The Kinda Comeback Kids: Sales of antacid skyrocketed last month, thanks to the U.S. team and its penchant for late rallies. Much as the Americans swore they didn't like doing it, playing catch-up seemed to suit them, and their doggedness and clutch play won them new fans. The thrill ride was too good to last, though, and the Americans bowed out in the second round to Ghana after falling behind one time too many.
The Bronze Continent: South America finishes third behind France and Italy for worst choke of the tournament. Sure, it gets huge props for all five teams advancing to the second round, all but one as winners of their groups. But by the time the semifinals rolled around, only Uruguay — yes, Uruguay — was left. All that love and flowery prose lavished on Brazil and Argentina turned out to be a waste, with both losing — decisively — in the quarters.
The Worst Guest (tie): The Dutch girls and Pavlos Joseph.
More than 30 women showed up at the Netherlands' opening match wearing orange mini-dresses emblazoned with the name of Dutch brewery Bavaria NV, which has made a habit of ambush marketing at the World Cup. Two of the women were arrested, but they were sprung after Bavaria agreed to keep its clever marketing minds otherwise occupied until 2022 — unless, of course, Bavaria happens to shell out big bucks to be an official sponsor.
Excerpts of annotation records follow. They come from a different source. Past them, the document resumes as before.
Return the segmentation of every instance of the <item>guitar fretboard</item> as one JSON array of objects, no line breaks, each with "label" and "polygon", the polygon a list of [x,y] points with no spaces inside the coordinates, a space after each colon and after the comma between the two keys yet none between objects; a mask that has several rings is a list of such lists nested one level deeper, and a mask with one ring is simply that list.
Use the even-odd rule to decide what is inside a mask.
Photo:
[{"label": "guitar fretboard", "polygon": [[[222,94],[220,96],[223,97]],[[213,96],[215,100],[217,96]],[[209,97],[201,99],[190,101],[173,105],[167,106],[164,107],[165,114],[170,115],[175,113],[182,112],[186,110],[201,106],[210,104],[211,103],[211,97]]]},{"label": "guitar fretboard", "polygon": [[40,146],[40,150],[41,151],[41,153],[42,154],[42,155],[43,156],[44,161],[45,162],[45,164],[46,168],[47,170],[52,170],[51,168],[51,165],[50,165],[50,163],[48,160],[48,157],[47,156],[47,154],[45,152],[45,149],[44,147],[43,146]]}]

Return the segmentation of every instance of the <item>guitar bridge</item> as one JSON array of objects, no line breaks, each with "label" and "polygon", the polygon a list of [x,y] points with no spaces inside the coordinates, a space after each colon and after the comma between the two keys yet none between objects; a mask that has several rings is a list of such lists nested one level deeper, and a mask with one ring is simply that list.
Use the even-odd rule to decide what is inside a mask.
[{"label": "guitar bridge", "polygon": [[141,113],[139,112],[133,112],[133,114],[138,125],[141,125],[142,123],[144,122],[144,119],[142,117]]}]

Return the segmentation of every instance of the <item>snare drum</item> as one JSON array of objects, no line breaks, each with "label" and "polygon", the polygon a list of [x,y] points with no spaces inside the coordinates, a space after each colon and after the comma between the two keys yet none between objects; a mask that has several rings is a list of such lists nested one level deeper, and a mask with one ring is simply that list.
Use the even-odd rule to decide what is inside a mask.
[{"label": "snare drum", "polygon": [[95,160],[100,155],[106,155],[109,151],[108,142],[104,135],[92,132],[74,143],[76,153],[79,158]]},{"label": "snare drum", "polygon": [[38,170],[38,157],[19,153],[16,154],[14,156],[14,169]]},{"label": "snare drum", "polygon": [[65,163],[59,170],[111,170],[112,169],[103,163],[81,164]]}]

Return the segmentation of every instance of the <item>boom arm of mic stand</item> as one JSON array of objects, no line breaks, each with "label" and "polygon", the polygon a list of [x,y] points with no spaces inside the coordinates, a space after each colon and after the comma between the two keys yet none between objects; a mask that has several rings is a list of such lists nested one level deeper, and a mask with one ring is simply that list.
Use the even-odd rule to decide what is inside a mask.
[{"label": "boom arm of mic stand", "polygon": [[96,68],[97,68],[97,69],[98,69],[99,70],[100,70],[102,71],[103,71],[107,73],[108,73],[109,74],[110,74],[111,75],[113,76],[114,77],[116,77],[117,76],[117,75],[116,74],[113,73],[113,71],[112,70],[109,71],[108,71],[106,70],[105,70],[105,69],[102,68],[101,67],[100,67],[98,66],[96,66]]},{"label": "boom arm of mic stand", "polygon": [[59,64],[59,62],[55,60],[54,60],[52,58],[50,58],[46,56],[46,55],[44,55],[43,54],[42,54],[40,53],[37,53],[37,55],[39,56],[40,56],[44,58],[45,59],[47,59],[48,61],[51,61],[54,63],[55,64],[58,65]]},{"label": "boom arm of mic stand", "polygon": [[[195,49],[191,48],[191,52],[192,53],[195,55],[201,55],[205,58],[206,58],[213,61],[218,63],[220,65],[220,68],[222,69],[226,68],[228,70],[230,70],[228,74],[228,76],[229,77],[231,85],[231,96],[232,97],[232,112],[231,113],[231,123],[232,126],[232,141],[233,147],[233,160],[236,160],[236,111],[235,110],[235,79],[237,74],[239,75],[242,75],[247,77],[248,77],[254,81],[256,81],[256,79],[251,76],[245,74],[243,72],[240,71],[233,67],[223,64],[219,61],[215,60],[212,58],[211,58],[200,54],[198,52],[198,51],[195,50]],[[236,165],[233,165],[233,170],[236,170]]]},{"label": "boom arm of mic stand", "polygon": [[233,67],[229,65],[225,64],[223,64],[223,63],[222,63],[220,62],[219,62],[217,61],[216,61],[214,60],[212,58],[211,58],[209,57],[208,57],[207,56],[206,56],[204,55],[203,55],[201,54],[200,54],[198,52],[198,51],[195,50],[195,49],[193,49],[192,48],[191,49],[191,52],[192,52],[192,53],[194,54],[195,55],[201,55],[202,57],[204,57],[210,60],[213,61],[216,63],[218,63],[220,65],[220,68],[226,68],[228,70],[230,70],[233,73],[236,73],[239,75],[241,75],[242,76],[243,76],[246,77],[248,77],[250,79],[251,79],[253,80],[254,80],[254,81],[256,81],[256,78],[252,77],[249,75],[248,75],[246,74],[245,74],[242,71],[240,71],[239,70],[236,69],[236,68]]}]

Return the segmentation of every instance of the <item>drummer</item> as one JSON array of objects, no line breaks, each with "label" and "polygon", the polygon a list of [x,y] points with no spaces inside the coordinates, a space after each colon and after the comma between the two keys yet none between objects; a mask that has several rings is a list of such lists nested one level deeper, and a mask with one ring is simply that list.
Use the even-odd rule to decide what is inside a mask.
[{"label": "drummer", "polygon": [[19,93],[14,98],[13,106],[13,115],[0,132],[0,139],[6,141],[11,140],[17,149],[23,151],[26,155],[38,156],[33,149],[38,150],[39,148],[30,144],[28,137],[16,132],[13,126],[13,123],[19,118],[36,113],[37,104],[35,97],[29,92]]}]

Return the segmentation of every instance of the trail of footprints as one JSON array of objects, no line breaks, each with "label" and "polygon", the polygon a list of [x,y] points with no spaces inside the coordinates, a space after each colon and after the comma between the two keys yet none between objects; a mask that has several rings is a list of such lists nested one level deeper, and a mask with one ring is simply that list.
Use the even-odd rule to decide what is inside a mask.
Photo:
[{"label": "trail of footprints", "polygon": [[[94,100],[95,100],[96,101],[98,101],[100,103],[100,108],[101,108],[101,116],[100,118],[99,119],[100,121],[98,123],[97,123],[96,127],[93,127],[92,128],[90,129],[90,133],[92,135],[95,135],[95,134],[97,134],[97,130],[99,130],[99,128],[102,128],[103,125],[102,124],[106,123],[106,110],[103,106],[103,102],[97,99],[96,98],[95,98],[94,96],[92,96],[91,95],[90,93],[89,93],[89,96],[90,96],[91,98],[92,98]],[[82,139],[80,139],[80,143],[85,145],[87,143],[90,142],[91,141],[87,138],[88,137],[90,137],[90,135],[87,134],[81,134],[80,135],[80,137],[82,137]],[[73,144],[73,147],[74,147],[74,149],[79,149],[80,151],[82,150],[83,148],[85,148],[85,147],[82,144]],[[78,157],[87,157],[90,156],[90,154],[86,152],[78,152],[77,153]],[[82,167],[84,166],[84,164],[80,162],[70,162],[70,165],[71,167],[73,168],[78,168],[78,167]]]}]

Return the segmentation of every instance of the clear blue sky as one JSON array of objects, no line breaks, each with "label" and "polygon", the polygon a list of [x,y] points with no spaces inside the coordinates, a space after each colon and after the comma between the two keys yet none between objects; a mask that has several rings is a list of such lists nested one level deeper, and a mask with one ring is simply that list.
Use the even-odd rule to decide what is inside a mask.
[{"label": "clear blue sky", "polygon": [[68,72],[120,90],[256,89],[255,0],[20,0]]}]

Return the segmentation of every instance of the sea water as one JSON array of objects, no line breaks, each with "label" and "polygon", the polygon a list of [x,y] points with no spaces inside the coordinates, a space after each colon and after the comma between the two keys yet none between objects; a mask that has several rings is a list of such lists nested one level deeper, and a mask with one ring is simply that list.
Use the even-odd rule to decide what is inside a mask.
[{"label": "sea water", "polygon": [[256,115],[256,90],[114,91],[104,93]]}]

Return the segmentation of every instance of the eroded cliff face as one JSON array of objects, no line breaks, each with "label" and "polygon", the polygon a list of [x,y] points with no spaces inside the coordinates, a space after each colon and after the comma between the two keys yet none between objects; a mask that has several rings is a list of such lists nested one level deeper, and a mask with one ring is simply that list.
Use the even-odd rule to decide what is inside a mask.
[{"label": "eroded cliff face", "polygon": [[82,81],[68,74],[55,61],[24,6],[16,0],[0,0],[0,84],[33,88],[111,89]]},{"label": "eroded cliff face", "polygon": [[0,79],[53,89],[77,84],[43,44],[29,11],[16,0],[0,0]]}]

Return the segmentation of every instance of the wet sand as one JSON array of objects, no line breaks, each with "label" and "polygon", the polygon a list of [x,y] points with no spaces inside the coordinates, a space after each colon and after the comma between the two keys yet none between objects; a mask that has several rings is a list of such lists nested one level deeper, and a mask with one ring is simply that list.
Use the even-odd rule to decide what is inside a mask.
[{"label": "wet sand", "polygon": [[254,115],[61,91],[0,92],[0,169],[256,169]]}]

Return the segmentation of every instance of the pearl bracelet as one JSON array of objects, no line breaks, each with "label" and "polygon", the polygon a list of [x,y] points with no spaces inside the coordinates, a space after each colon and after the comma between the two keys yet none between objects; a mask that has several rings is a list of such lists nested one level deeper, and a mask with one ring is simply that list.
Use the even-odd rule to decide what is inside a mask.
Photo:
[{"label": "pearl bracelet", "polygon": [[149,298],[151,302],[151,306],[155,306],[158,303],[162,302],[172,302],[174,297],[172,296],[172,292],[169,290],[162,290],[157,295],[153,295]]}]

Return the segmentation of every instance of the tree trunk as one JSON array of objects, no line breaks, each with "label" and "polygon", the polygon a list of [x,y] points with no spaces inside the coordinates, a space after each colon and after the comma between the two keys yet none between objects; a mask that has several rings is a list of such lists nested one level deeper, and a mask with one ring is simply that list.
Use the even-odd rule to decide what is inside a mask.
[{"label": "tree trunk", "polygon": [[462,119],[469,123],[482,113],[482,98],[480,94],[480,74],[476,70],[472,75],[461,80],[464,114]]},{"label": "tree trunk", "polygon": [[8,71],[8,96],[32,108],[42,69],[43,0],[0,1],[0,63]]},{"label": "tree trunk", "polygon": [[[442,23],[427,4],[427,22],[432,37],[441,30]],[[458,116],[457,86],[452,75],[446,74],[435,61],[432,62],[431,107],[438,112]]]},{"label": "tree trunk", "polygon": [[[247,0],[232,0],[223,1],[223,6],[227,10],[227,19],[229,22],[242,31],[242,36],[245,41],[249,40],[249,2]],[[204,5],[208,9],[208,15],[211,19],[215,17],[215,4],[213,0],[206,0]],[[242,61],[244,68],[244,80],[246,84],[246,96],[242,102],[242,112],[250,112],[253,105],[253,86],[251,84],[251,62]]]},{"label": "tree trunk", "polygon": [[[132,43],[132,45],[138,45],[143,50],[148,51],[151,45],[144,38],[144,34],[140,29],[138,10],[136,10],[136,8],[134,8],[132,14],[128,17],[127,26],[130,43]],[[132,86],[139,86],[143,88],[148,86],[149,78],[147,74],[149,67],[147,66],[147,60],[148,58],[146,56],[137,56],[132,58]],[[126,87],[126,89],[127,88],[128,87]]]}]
As for Joseph, he crashed the England locker room and chatted up David Beckham, and the tabloid Sunday Mirror might have been behind it all. Anything to sell papers.
Honorable mention, Paris Hilton. She came, she didn't see much, she got busted for allegedly smoking pot. Turns out the offender was her pal, a former Playboy playmate.
The Tainted Ball: The Jabulani might be the only thing that got more bad pub than the French at the World Cup. Though Adidas said technological advances would make the ball sail true, it took some crazy dips and dives, making goalkeepers and field players alike look incompetent. Every four years somebody — lots of bodies, usually — have a gripe about the new ball. But this got downright vicious, with Brazil goalkeeper Julio Cesar likening the Jabulani to something you'd buy at a grocery store (not so far off, it is light). Say this for it, though, Jabulani sure is fun to say.
And last, but certainly not least, The Golden Boot(s): Paul the Octopus. Who knew the biggest star of the World Cup would be an eight-legged guy who can't even kick a ball? Paul may have betrayed his native land (sorry, England), but his dead-on picks first charmed Germany and then an entire planet. If Brazil is looking for a mascot, it might want to consider him.
Better yet, put him in charge of officiating. He hasn't missed a call yet.